Illusionarium by Heather Dixon landed in eighth place. The pop of red from the dress was wonderfully eye-catching, but it was the border of gears and mist-shrouded view in the distance that really caught my attention.
Yuri said: "There are some beautiful covers here, but most make me feel sad. 'Illusionarium' also has an ominous aspect but at least there are two of them facing it together. Plus I liked the costumes and there's something about that foot on the pavement and the skirts that suggest movement which is hard to do."
Sandra M: "It surprises me I really like this one - I've never read steampunk. But I love the splash of color amid the gears and the mist, moving toward the Illusionarium perhaps? Mysterious enough probably to make me pick the book up."
Cover Design: Julie Metz, LTD Metz Design
Illustration: Joemel Requeza
(Fire Quill Publishers)
In Ninth Place is Wendy Darling by Colleen Oakes. The predominance of blues on the cover, plus the fact that the heroine is presumably fighting against living out the implied Peter Pan storyline, made this one of my favorites. Other voters agreed:
Malvina: "It's so cool! Obviously a forward play on Peter Pan, and she's about to fly out that window. Yes, please, take us with you!"
Cover Cafe's Kat: "It is an eye catching cover. I love the ordinary setting mixed with the magical elements. The picture immediately made me think of Peter Pan. I like that it gives a subtle nod to Peter Pan without being overdone. I also like the contrast of the character holding on to the window as an anchor while the rest of her is starting to fly. It is a magical and memorable cover."
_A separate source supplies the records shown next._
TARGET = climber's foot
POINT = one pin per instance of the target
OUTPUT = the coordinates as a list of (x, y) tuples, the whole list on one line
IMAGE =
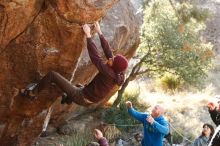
[(28, 92)]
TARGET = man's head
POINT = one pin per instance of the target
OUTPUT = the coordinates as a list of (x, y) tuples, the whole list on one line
[(157, 111), (119, 63), (207, 130)]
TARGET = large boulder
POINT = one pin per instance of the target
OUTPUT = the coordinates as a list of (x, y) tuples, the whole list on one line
[(37, 36)]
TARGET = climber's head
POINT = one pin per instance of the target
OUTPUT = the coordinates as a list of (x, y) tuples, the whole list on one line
[(119, 63)]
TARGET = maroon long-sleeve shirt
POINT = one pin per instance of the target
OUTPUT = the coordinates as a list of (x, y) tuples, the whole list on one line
[(106, 80)]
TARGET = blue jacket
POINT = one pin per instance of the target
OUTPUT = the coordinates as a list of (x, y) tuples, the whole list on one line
[(153, 134)]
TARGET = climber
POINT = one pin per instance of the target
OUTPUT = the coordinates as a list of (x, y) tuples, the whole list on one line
[(110, 75)]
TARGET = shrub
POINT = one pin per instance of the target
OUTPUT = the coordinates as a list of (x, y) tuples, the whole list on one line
[(170, 82)]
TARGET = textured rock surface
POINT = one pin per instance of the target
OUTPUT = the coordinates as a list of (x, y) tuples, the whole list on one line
[(37, 36)]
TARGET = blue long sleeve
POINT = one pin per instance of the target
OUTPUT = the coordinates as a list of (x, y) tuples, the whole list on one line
[(137, 115), (161, 127)]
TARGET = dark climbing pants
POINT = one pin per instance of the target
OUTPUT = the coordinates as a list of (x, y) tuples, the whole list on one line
[(73, 92)]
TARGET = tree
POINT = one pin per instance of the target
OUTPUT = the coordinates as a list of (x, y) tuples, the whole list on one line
[(171, 42)]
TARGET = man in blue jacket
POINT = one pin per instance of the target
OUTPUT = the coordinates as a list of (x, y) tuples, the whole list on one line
[(155, 125)]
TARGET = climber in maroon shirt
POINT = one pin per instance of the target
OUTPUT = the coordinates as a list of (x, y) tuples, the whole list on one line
[(110, 75)]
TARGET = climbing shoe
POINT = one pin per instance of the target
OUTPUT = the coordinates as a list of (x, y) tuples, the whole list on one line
[(27, 92), (66, 99)]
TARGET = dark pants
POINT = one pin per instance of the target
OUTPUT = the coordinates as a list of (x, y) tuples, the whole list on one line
[(73, 92)]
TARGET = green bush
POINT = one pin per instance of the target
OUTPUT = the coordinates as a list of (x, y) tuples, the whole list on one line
[(170, 82)]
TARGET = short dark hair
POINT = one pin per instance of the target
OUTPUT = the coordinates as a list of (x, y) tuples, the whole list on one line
[(211, 128)]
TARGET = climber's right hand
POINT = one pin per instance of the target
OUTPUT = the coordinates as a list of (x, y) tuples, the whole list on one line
[(211, 106), (129, 104), (87, 30), (97, 28)]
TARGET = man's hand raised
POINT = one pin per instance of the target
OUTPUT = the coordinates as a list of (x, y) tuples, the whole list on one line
[(129, 104), (87, 30), (211, 106)]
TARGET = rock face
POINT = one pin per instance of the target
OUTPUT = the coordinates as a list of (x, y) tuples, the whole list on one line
[(37, 36)]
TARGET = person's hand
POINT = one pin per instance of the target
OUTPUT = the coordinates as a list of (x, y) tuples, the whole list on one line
[(150, 119), (129, 104), (211, 106), (97, 28), (98, 134), (87, 30)]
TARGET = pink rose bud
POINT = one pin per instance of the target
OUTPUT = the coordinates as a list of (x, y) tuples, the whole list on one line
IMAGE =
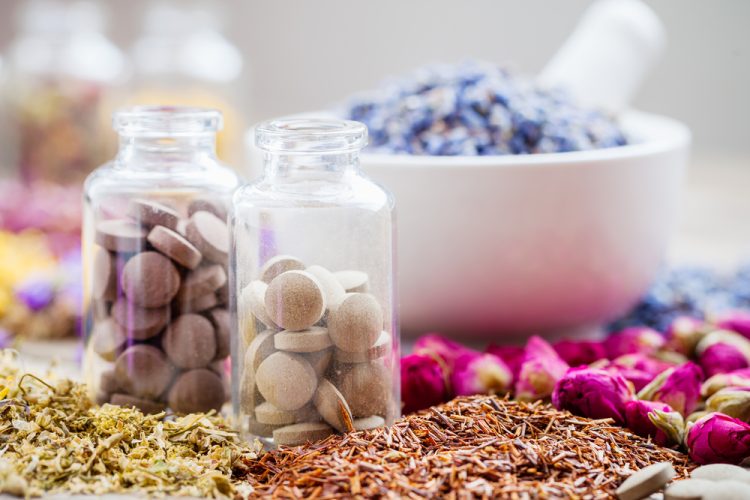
[(633, 340), (639, 415), (540, 370), (477, 373), (423, 383), (684, 333), (580, 352), (679, 387), (593, 393), (718, 438), (722, 358)]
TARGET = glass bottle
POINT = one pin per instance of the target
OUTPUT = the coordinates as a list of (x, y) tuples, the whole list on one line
[(155, 253), (316, 341)]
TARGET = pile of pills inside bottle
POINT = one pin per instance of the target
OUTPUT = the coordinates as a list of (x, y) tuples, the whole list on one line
[(159, 299), (316, 357)]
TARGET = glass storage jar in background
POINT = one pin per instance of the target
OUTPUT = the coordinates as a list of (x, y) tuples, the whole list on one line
[(316, 345), (155, 252)]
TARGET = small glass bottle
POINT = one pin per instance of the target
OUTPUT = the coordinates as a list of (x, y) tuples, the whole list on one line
[(316, 344), (155, 253)]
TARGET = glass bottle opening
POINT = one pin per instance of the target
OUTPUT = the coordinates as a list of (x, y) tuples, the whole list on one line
[(310, 135), (166, 121)]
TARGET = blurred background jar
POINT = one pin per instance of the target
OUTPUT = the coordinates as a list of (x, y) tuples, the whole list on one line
[(181, 57), (155, 250), (317, 344), (61, 76)]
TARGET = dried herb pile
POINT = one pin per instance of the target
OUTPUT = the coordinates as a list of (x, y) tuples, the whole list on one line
[(480, 446), (52, 439)]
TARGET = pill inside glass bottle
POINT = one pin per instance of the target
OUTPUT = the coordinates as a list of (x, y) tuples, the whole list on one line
[(316, 344), (155, 255)]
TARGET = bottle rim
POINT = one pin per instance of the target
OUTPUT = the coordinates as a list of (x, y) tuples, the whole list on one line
[(166, 121), (310, 135)]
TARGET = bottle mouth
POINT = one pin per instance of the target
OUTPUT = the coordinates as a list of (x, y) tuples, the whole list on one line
[(310, 135), (166, 121)]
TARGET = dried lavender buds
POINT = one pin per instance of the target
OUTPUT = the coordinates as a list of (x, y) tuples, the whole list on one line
[(481, 446)]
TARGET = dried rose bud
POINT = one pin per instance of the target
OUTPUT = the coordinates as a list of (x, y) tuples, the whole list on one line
[(732, 401), (633, 340), (679, 387), (480, 373), (580, 352), (641, 418), (684, 333), (423, 383), (540, 370), (718, 438), (722, 358), (593, 393)]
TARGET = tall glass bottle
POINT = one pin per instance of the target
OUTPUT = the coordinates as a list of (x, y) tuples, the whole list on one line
[(316, 344), (155, 252)]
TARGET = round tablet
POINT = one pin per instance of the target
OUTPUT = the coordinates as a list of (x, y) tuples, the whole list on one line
[(353, 281), (332, 289), (252, 301), (367, 423), (190, 341), (294, 300), (646, 481), (296, 434), (313, 339), (108, 339), (689, 489), (104, 285), (367, 388), (356, 322), (143, 371), (279, 264), (220, 320), (286, 380), (333, 407), (152, 213), (210, 235), (380, 349), (149, 279), (146, 406), (120, 235), (202, 281), (197, 391), (175, 246), (139, 323)]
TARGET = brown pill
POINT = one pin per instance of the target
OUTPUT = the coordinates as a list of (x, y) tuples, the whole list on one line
[(367, 388), (197, 391), (295, 300), (175, 246), (120, 236), (333, 407), (202, 281), (212, 205), (296, 434), (222, 328), (210, 235), (356, 322), (286, 380), (146, 406), (108, 339), (104, 285), (279, 264), (152, 213), (149, 279), (143, 371), (190, 341)]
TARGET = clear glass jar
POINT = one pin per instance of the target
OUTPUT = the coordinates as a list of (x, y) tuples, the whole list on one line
[(155, 253), (316, 344)]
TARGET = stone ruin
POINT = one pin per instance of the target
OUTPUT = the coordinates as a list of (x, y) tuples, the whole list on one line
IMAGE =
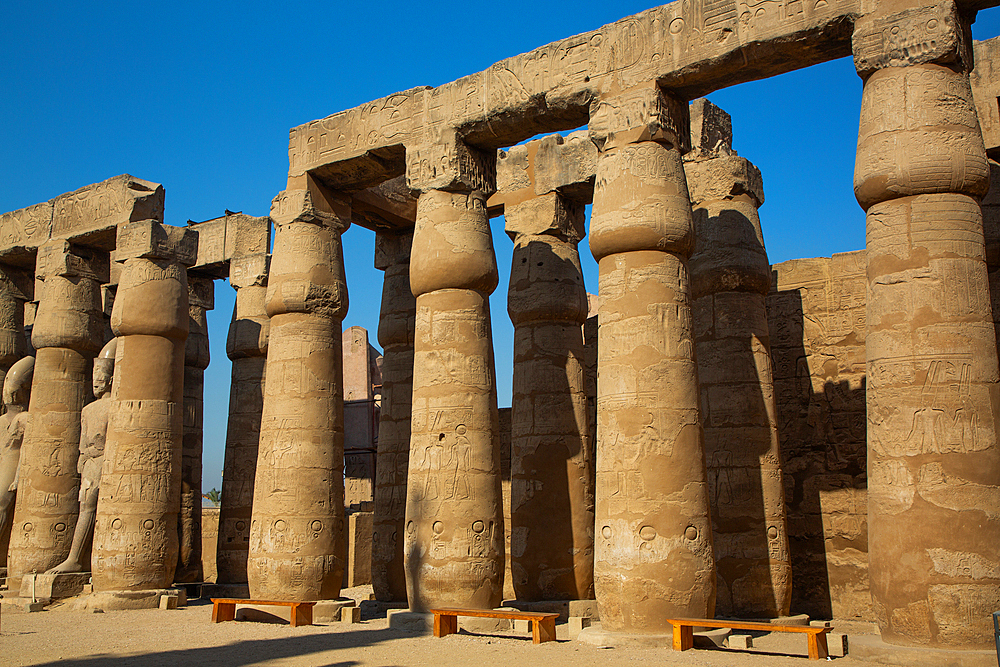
[(729, 438)]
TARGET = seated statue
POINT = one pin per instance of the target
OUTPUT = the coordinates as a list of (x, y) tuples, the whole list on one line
[(93, 431), (16, 389)]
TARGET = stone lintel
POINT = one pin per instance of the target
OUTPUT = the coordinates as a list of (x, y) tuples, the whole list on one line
[(985, 79), (392, 249), (643, 113), (912, 36), (153, 240), (249, 270), (449, 163), (711, 127), (721, 177), (551, 164), (310, 205), (59, 257), (550, 214), (201, 290)]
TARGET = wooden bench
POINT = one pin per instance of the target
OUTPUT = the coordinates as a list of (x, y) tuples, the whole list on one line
[(543, 625), (684, 632), (224, 609)]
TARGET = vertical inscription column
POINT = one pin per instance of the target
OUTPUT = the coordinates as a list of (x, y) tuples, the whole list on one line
[(67, 334), (246, 346), (552, 494), (730, 276), (933, 459), (395, 335), (297, 532), (135, 533), (653, 553), (201, 299), (453, 553)]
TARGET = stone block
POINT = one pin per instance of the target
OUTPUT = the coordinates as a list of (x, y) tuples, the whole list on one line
[(152, 240), (410, 621)]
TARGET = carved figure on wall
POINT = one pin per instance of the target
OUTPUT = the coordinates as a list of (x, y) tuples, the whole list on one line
[(93, 431), (16, 390)]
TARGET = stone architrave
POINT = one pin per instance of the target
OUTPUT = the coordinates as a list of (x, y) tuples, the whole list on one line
[(246, 346), (454, 541), (552, 493), (730, 278), (395, 335), (135, 533), (653, 554), (933, 458), (68, 333), (297, 530), (201, 299)]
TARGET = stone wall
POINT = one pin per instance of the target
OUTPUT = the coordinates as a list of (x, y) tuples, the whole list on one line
[(816, 314)]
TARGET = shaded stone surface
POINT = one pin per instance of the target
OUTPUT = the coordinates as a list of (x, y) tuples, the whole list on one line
[(933, 459), (135, 533), (395, 335), (297, 527), (68, 332)]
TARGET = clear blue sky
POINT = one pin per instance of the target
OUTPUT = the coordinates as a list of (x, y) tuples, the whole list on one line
[(200, 97)]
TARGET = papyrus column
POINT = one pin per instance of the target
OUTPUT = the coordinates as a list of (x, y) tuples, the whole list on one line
[(653, 554), (297, 532), (67, 334), (453, 549), (201, 299), (730, 276), (933, 460), (552, 493), (395, 335), (246, 346), (135, 533)]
Adrienne: "The actual picture is breathtaking. The model's hidden face, the way she's clinging to the window to try to stay grounded, and the poetic pose of her body just speak volumes to me. I'd read this book for the cover alone."
Last but not least, Dream Casters: Light by Adrienne Woods rounds out our slate in tenth place. I found the disintegrating crystal ball in the heroine's hands captivating, as well as the dragons and other mysteries inside. This sentiment was shared by our voters:
Rory Lynn L: "Inside the mysterious crystal ball it looks as if there is a world just waiting to be explored and what Dreams will the crystal cast? I would buy by the cover alone."
Mary: "The overall feel is dream-like. Also, love the dragons!"